Salesforce.com CEO Mark Benioff has become the newest addition to the enemies of Ellison list. Benioff had paid a million dollars for the right to offer a speech at OpenWorld but was told late in the day before his presentation that it was being cancelled. Apparently, Oracle CEO Larry Ellison was worried that Benioff’s message would contradict what he planned to say later in the day. If his goal was to silence Benioff, the cancellation had exactly the opposite effect. The incident has turned into an instant case history in how not to behave in the age of social media.
Benioff’s speech was going to focus on how good Salesforce.com had become at leveraging social media as an integral part of its cloud-based CRM service. It was scheduled for a theater that holds only a few hundred people and likely would not have been full.

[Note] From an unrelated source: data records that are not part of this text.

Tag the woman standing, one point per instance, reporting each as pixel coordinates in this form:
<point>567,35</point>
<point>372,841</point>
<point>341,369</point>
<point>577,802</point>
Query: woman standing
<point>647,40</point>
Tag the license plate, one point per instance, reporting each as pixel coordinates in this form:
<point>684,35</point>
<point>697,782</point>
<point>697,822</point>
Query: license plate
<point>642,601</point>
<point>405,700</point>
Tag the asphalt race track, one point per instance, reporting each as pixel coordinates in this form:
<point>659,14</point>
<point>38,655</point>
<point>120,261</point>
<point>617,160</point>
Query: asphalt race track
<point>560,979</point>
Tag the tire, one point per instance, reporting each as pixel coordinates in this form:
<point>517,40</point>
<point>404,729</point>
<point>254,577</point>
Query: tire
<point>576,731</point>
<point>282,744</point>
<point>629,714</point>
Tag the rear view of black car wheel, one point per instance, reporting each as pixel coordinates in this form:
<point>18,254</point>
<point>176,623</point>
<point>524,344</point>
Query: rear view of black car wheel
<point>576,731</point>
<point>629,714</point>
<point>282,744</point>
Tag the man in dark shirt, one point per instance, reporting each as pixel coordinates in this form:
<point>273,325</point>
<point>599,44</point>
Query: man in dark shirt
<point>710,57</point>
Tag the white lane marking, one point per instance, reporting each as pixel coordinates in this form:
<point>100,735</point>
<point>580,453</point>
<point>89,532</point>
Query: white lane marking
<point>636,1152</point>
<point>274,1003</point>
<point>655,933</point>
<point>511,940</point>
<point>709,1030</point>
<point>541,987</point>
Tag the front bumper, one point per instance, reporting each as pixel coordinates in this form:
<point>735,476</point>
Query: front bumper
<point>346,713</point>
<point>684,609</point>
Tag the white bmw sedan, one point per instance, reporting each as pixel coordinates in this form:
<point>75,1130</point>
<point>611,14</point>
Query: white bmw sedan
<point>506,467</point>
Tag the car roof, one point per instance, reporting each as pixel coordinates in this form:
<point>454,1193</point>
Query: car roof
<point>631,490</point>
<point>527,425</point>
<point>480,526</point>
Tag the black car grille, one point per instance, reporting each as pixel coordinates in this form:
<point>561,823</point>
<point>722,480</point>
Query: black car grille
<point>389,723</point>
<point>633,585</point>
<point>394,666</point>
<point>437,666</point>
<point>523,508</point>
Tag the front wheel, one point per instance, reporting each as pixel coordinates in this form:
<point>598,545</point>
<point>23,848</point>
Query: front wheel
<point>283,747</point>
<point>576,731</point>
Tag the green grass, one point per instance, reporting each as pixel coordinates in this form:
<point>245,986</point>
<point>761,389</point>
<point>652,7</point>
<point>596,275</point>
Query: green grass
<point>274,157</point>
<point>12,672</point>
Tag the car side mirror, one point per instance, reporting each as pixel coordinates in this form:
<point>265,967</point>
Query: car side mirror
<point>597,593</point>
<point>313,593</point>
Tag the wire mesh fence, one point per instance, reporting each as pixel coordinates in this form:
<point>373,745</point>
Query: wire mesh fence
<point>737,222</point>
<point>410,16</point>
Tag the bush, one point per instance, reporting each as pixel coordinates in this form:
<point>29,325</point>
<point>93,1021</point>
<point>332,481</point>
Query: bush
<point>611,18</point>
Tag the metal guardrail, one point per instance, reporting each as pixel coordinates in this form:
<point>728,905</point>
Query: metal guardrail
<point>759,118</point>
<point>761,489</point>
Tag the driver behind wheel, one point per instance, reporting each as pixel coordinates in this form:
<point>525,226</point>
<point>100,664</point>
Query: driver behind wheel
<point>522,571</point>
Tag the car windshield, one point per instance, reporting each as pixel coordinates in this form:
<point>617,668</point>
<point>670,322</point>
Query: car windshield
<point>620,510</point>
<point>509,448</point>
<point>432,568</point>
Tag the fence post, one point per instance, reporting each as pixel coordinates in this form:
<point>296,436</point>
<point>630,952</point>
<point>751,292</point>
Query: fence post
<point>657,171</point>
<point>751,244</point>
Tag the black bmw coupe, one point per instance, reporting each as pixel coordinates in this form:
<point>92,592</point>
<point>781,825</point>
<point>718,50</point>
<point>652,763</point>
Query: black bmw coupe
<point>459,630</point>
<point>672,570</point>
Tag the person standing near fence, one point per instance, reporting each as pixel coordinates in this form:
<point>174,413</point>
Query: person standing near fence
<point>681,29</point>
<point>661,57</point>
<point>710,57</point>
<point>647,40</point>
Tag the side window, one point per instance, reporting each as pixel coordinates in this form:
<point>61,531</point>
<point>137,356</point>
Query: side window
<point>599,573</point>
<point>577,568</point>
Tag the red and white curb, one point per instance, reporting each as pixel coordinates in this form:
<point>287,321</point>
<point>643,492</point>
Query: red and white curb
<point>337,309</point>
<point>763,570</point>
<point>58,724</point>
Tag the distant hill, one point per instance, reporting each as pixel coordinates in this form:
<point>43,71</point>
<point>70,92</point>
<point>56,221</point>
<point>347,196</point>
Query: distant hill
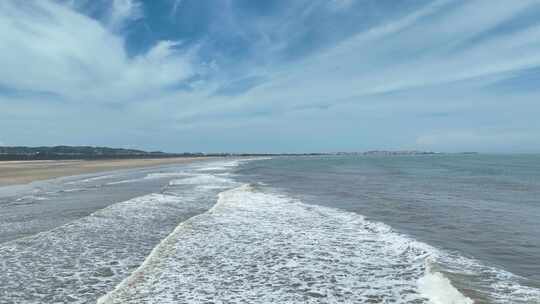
<point>80,152</point>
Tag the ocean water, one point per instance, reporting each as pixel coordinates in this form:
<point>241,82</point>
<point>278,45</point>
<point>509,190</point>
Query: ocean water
<point>442,229</point>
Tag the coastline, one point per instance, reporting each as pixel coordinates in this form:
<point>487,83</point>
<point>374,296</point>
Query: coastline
<point>24,172</point>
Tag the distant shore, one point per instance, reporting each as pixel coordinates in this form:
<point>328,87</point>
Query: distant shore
<point>23,172</point>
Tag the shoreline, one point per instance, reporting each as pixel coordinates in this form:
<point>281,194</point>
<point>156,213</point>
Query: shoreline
<point>24,172</point>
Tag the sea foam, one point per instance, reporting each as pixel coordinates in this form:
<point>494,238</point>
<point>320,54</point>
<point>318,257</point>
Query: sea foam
<point>255,247</point>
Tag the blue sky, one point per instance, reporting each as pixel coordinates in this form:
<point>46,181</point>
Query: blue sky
<point>271,76</point>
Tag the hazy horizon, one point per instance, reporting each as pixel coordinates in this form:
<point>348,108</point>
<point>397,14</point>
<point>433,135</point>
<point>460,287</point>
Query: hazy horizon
<point>271,76</point>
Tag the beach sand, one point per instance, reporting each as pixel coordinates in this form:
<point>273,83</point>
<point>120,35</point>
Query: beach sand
<point>23,172</point>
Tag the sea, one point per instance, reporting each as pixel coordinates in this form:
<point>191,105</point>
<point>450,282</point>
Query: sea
<point>439,229</point>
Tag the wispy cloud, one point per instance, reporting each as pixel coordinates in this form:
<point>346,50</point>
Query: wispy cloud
<point>349,74</point>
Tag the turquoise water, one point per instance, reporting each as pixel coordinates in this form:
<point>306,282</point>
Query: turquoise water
<point>442,229</point>
<point>485,207</point>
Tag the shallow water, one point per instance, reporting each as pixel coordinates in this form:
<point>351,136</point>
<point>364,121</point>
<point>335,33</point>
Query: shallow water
<point>437,229</point>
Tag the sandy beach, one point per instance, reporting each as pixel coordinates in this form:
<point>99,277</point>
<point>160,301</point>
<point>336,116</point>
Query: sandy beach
<point>22,172</point>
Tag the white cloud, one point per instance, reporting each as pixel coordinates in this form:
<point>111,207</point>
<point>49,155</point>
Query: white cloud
<point>51,48</point>
<point>123,11</point>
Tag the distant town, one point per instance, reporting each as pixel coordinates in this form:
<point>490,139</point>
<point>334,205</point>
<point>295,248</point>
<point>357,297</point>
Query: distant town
<point>88,152</point>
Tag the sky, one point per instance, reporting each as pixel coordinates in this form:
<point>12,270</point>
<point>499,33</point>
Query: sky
<point>272,75</point>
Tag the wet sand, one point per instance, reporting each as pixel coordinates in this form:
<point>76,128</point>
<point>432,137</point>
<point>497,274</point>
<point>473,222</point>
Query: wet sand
<point>23,172</point>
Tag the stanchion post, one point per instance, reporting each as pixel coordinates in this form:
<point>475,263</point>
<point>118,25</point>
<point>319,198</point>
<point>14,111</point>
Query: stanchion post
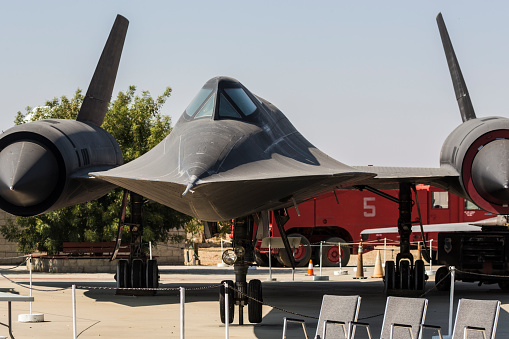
<point>451,299</point>
<point>182,312</point>
<point>340,257</point>
<point>430,254</point>
<point>74,328</point>
<point>270,260</point>
<point>226,311</point>
<point>321,254</point>
<point>30,267</point>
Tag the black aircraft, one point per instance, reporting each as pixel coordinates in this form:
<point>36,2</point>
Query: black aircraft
<point>234,155</point>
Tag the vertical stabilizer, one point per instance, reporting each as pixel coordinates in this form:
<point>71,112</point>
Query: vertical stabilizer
<point>460,87</point>
<point>95,104</point>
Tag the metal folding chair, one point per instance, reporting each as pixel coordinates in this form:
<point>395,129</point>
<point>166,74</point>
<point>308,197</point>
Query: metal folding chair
<point>403,318</point>
<point>475,319</point>
<point>336,317</point>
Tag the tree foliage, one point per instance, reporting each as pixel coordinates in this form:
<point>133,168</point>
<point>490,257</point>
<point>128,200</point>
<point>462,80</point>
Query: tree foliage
<point>136,122</point>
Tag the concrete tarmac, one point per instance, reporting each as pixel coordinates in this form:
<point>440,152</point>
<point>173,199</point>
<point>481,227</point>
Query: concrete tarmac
<point>103,314</point>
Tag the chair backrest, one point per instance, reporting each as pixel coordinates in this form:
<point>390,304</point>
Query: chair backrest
<point>406,311</point>
<point>477,313</point>
<point>337,308</point>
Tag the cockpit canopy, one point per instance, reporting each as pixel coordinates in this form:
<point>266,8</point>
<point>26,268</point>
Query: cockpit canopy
<point>222,98</point>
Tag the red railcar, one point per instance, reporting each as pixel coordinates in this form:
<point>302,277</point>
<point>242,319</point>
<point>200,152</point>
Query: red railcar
<point>340,216</point>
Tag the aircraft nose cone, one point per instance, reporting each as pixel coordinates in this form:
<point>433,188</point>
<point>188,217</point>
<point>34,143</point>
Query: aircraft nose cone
<point>28,173</point>
<point>490,172</point>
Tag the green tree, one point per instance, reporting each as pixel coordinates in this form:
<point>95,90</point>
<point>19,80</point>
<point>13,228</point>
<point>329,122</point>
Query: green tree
<point>136,122</point>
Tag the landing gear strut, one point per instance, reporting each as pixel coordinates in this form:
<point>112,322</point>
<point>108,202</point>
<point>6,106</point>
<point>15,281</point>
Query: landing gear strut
<point>248,294</point>
<point>404,274</point>
<point>137,271</point>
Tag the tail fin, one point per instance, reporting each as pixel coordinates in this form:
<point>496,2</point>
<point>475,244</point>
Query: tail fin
<point>460,87</point>
<point>95,104</point>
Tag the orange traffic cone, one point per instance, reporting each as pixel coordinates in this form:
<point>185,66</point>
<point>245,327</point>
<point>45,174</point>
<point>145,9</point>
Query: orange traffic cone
<point>310,268</point>
<point>378,272</point>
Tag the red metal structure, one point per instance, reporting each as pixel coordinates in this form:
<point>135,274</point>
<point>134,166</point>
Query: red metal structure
<point>340,216</point>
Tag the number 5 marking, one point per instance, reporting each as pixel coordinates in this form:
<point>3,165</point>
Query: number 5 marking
<point>368,207</point>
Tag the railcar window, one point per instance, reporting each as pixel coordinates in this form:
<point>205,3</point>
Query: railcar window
<point>440,200</point>
<point>471,206</point>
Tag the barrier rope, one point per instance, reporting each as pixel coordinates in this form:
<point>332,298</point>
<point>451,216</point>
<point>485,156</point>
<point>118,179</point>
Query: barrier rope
<point>482,274</point>
<point>274,307</point>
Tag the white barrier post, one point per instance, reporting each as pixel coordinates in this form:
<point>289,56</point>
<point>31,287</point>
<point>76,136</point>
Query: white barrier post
<point>321,254</point>
<point>451,300</point>
<point>182,312</point>
<point>385,251</point>
<point>74,329</point>
<point>430,272</point>
<point>226,311</point>
<point>150,249</point>
<point>30,265</point>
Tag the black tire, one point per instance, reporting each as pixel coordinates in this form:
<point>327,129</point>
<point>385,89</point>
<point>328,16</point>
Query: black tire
<point>262,259</point>
<point>442,279</point>
<point>304,253</point>
<point>255,308</point>
<point>137,273</point>
<point>390,276</point>
<point>231,301</point>
<point>425,255</point>
<point>123,278</point>
<point>405,279</point>
<point>152,274</point>
<point>330,254</point>
<point>419,275</point>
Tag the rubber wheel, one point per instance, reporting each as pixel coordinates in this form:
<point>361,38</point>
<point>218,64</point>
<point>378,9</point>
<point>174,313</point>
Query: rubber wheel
<point>302,253</point>
<point>330,254</point>
<point>122,276</point>
<point>137,273</point>
<point>255,308</point>
<point>504,285</point>
<point>404,275</point>
<point>262,259</point>
<point>419,275</point>
<point>390,276</point>
<point>152,274</point>
<point>425,255</point>
<point>440,283</point>
<point>231,301</point>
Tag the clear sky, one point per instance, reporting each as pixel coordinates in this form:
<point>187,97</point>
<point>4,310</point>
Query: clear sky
<point>364,81</point>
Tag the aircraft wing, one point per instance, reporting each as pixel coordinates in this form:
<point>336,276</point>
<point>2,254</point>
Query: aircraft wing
<point>389,177</point>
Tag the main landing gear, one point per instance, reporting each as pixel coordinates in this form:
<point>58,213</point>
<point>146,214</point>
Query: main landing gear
<point>240,293</point>
<point>137,271</point>
<point>404,275</point>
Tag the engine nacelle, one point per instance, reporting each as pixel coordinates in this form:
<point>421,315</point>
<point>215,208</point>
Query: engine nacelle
<point>479,150</point>
<point>44,165</point>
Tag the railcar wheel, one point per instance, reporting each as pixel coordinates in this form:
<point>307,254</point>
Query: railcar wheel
<point>122,274</point>
<point>262,259</point>
<point>404,275</point>
<point>137,273</point>
<point>255,308</point>
<point>419,275</point>
<point>302,253</point>
<point>231,301</point>
<point>390,276</point>
<point>330,253</point>
<point>442,279</point>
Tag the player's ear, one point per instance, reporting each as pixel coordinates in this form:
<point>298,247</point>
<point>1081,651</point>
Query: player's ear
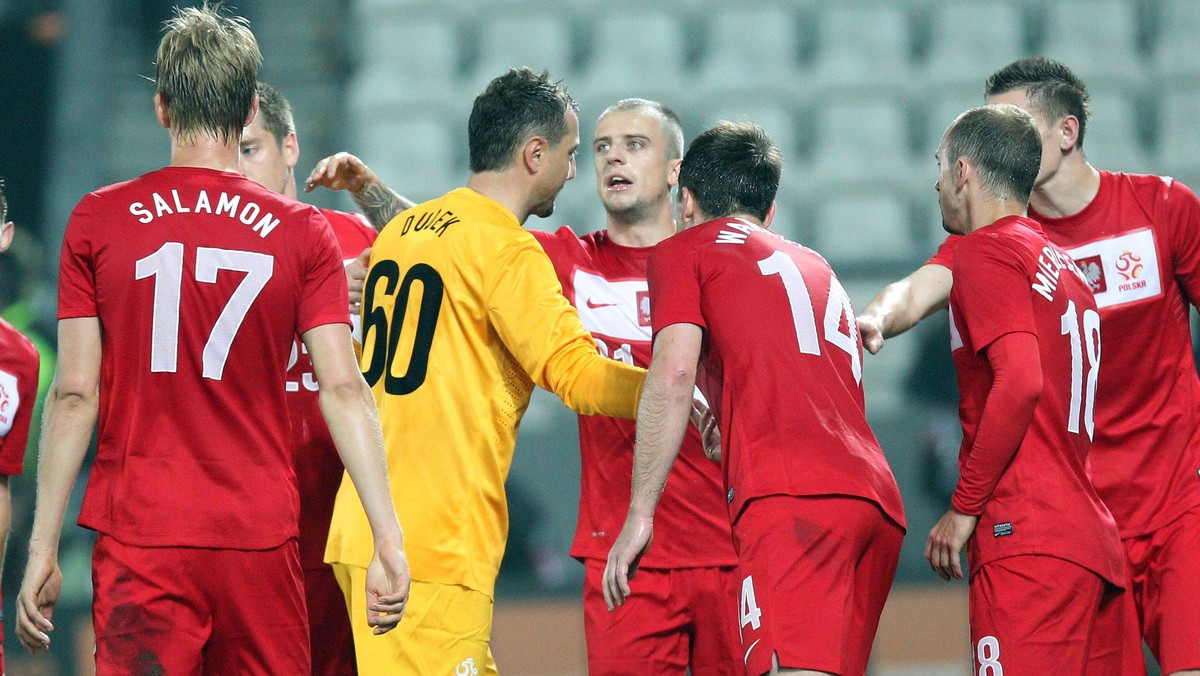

Benioff simply rented a hotel room across the street and gave the presentation anyway – to a standing room only audience supplemented by over 7,000 people watching it live over the web. Over a hundred of his employees stood outside the hotel making a scene for the large number of media people covering the event and offering donuts to the 1,000 people standing in line to get in. His updated speech relentlessly made fun of Oracle (something he would not have done otherwise). He then made the compelling point that the social media his company was so good at made it possible to quickly organize this alternate event and make it far more impactful than it would otherwise have been.
Ellison made his scheduled speech in the afternoon. After a brief overview of the new Fusion Applications he announced the introduction of the Oracle Public Cloud. Ellison took every possible opportunity to contrast it with the approach to cloud computing that Salesforce.com, Amazon and others take. Ellison’s main point was that the Oracle approach to cloud computing used industry standard languages and interfaces, something that Salesforce.com and others do not do.
It is too early to know which approach to cloud computing will turn out to be the best one. I heard good points made by both Ellison and Benioff. Oracle’s decision to un-invite Benioff at the last minute only served to give Salesforce.com a far more effective platform on which to make its case. Ellison’s pit-bull approach to competition makes for good entertaining theater but actually reduces the effectiveness of the arguments he makes. He is rarely wrong on purely technical matters, but there is so much emotion tied up in decisions as to where to perform vital computing tasks that his selling style could undermine the strength of his arguments.
To me, the Oracle Public Cloud sounded like an updated form of application hosting – something that has been available from many vendors including IBM for quite some time. The degree to which Oracle has enhanced this model of computing was not obvious to me from the presentation. I am sure it will come out over time.
The decision to pick a fight over cloud computing overshadowed what I consider the big news that Fusion Applications are finally here – something I will cover in detail in future postings once I have a chance to digest all that I learned here and gather input from others.